The old saying goes, “an ounce of prevention is worth a pound of cure.” The absolute best way to treat grubs is to prevent an infestation from happening in the first place. If you treat for grub worms before they are a problem, then you can spare your lawn and garden all the damage. Having preventive grub control applied in May or early June will protect your lawn all season.

The Grub Life Cycle

In the spring, grubs awaken from their winter slumber and begin feeding as they prepare to enter their pupae stage. As pupae, they metamorphosize into adult beetles. While in their pupae form, they are not eating and are resistant to the pesticides since it works by them ingesting it.

In the summer, the adult beetles emerge from their pupae and from the ground to feed on plants and mate. They then lay their eggs in the soil to begin the process all over again. Then, in the fall the eggs hatch into new grubs that immediately begin to feed before the winter freeze comes.

Grub-Control Treatment

A commercial pesticide treatment is the best way to prevent an infestation. Grub worms are most susceptible to treatments in the early-mid summer. When they are young is the best time to treat, killing the new grubs before they hunker down for the winter.

For the most comprehensive treatment, you can do one treatment in the spring and one in the fall to make sure the grubs are dealt with.

Encouraging the bird population in your yard can be a way to reduce your grub problem, though it is not a solution in itself. Many songbirds are natural predators of grubs and love to eat them, but won’t tear up your yard the way armadillos do.

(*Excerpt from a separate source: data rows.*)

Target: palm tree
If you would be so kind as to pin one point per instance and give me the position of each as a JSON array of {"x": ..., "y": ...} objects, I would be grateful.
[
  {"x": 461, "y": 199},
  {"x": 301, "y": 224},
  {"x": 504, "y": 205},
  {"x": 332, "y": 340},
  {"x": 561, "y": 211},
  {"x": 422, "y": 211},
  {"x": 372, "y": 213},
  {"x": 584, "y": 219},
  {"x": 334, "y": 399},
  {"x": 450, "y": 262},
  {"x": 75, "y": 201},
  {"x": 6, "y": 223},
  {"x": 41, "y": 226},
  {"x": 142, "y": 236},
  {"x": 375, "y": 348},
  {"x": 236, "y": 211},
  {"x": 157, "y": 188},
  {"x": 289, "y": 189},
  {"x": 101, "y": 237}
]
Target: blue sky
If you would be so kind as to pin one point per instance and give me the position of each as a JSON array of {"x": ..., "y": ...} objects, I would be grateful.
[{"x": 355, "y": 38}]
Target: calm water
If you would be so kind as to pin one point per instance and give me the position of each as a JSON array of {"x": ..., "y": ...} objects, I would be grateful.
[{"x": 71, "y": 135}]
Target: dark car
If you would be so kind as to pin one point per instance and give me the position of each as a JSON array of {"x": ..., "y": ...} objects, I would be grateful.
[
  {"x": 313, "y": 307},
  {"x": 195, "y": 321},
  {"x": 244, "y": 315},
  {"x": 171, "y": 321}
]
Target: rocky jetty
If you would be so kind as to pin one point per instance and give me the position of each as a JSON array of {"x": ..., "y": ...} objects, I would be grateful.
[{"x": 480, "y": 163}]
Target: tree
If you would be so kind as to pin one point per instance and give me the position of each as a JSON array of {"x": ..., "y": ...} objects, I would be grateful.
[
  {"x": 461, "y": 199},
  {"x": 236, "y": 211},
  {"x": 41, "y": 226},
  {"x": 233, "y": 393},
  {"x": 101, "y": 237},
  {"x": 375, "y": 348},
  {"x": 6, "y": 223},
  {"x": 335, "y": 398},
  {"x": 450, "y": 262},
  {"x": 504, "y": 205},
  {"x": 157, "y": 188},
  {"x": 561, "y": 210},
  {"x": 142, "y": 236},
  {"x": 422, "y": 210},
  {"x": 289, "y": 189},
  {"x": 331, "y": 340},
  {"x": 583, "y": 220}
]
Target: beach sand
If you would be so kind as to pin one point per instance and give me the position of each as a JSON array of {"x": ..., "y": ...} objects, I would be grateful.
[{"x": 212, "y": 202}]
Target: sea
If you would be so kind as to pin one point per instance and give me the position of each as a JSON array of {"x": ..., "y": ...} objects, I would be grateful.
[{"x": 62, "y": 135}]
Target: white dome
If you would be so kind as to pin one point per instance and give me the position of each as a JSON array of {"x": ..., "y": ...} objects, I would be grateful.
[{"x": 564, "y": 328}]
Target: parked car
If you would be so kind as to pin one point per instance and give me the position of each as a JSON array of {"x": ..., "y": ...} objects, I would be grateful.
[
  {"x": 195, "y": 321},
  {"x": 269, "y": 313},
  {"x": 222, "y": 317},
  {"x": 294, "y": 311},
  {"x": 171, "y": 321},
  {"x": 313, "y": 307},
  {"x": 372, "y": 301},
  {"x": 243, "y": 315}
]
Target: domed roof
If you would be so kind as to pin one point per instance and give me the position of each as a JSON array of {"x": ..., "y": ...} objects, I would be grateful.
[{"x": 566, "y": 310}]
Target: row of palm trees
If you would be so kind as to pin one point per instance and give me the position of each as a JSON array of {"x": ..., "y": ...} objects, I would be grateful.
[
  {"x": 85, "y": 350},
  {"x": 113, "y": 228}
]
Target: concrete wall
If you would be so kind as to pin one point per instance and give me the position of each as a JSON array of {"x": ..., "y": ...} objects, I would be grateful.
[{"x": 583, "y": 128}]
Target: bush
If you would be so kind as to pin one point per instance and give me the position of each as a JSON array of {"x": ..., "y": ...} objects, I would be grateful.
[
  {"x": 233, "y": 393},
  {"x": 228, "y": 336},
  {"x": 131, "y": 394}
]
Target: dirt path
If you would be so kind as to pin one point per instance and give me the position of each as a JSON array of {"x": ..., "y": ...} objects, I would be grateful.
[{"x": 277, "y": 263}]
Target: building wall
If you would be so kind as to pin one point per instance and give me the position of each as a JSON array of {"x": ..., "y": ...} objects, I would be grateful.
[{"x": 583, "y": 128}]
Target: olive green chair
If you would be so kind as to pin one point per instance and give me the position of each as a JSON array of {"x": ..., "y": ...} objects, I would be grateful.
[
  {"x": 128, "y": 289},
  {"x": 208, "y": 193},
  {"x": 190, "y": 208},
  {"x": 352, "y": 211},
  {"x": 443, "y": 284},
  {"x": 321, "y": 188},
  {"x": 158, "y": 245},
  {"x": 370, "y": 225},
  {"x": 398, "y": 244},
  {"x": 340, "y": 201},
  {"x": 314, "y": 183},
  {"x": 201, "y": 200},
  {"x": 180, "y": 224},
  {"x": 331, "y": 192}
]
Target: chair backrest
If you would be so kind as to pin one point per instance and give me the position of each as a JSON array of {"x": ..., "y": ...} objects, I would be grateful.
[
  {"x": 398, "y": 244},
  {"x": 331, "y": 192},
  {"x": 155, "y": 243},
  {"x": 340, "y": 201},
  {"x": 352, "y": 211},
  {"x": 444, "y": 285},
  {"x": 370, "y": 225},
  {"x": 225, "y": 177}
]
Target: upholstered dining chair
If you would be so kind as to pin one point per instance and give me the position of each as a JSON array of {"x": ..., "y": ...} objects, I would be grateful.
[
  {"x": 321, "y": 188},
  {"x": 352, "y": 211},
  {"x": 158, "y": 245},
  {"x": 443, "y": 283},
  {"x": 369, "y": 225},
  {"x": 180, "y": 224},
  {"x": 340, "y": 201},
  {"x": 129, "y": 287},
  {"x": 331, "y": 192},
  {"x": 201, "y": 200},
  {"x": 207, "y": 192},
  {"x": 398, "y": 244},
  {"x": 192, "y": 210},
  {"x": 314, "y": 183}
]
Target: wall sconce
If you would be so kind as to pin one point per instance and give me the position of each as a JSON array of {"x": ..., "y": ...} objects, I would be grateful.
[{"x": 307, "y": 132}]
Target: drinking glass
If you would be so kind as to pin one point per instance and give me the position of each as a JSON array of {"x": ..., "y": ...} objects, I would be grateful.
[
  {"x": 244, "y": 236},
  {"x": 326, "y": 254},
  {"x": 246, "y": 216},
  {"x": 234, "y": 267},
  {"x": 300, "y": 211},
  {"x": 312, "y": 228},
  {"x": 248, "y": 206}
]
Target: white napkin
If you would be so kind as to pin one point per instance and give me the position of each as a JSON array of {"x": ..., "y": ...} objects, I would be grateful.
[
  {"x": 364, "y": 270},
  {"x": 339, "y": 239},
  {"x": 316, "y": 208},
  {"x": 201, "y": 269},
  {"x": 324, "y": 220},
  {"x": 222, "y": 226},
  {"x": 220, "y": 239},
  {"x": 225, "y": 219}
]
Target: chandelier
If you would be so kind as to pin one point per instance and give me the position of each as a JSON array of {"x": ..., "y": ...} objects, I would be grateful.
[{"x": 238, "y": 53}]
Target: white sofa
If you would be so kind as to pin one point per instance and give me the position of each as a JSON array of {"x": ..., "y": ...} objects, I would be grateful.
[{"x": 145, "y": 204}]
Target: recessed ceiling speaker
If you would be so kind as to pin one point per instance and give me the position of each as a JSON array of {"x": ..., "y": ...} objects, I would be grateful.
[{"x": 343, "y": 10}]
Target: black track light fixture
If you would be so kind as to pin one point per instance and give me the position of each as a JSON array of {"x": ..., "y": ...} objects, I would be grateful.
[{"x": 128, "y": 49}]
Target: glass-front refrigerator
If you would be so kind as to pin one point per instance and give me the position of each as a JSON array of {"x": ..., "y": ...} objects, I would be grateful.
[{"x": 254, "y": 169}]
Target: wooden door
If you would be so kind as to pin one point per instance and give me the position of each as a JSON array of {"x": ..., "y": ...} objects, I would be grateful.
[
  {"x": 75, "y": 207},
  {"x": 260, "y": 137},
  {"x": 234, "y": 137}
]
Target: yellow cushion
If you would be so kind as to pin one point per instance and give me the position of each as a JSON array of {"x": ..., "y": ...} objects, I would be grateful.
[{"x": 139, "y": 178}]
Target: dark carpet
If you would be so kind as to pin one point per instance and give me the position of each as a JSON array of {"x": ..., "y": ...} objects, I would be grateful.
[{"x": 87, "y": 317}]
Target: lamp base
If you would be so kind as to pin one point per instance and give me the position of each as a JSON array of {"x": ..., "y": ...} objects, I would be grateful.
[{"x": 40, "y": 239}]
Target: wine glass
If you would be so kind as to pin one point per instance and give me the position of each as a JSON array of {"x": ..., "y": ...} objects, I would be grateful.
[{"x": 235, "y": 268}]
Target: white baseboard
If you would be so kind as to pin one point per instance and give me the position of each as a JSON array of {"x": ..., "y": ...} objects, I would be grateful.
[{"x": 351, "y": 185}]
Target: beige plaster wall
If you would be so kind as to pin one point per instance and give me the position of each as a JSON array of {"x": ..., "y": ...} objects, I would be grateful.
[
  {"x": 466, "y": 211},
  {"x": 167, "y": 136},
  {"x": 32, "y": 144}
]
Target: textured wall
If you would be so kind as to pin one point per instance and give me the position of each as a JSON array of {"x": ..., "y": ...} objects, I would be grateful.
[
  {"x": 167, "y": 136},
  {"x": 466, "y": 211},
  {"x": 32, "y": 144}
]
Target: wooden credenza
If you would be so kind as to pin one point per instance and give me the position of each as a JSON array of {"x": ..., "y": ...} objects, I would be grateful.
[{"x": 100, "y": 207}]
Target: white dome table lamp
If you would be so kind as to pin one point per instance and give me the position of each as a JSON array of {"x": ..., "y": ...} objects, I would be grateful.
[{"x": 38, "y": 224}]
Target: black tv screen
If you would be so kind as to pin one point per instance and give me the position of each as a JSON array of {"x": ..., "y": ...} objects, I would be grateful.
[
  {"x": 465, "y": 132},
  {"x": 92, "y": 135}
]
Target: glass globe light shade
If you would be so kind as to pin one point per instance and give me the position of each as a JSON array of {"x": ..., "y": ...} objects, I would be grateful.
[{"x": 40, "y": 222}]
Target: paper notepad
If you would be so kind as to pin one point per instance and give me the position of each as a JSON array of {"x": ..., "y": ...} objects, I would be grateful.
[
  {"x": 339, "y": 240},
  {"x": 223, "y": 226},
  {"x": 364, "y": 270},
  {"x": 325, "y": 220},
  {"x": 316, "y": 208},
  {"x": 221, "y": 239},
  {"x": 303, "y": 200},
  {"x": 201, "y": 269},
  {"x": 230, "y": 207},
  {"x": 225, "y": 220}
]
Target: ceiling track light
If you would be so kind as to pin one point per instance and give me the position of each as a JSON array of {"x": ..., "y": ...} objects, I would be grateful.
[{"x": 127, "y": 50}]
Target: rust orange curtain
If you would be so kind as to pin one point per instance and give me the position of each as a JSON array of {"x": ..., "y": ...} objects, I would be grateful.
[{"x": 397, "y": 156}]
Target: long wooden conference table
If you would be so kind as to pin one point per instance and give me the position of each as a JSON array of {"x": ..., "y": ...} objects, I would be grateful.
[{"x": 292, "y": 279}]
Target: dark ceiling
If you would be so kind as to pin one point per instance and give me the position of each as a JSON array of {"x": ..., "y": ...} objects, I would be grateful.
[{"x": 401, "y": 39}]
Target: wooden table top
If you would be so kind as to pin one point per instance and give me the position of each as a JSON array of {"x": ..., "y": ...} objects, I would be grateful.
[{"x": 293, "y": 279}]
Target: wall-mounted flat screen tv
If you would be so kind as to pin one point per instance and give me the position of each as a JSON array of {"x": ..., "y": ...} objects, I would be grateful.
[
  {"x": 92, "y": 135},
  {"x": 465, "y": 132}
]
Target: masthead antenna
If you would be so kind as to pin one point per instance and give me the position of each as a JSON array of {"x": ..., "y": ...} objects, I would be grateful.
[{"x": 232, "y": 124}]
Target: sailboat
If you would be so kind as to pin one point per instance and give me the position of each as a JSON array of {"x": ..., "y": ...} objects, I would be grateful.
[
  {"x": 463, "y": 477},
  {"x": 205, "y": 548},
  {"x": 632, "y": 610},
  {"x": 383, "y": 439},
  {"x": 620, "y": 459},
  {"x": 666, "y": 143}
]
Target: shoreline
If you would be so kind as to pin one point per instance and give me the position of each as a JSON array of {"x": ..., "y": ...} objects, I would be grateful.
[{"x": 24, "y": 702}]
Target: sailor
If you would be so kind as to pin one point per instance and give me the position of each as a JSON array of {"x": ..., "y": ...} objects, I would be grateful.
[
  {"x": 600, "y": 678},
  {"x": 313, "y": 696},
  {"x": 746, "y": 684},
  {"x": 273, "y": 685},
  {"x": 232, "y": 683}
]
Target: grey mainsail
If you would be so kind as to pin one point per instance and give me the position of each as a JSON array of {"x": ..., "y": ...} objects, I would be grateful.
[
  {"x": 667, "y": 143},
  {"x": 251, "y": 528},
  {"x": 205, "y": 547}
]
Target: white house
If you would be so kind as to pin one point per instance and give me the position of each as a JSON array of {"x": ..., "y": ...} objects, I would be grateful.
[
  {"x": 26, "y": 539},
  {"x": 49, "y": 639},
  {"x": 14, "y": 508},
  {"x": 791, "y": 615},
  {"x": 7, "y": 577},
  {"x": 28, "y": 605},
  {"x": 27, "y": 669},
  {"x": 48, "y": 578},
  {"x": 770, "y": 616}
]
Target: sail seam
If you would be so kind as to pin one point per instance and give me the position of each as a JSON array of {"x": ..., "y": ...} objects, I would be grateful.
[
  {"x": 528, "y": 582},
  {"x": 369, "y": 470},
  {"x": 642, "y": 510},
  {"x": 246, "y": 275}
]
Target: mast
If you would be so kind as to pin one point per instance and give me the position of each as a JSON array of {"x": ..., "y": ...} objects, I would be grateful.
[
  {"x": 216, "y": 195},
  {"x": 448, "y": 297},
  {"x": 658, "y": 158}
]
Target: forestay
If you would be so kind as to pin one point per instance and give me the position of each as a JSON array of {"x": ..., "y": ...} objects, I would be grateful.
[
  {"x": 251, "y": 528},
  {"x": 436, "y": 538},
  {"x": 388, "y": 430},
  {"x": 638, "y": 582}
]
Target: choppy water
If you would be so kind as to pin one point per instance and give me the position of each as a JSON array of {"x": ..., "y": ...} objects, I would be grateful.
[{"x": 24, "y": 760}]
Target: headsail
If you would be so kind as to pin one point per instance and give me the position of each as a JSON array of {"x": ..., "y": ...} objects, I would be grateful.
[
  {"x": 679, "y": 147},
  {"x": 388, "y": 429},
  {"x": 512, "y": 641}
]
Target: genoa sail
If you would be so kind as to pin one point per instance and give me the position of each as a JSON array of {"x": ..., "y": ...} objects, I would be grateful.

You can add a bird feeder to your yard to help attract birds who eat both seeds and bugs, but we still recommend chemical treatments for the most effective grub control.

Keep Your Lawn Green and Grub Free!

Don’t wait for grubs to damage your lawn to take action. Once the damage is done, it can be a lot harder to salvage your yard. If you let the infestation go and attract other pests to your yard, you will end up having to spend a lot more money to get things back to normal!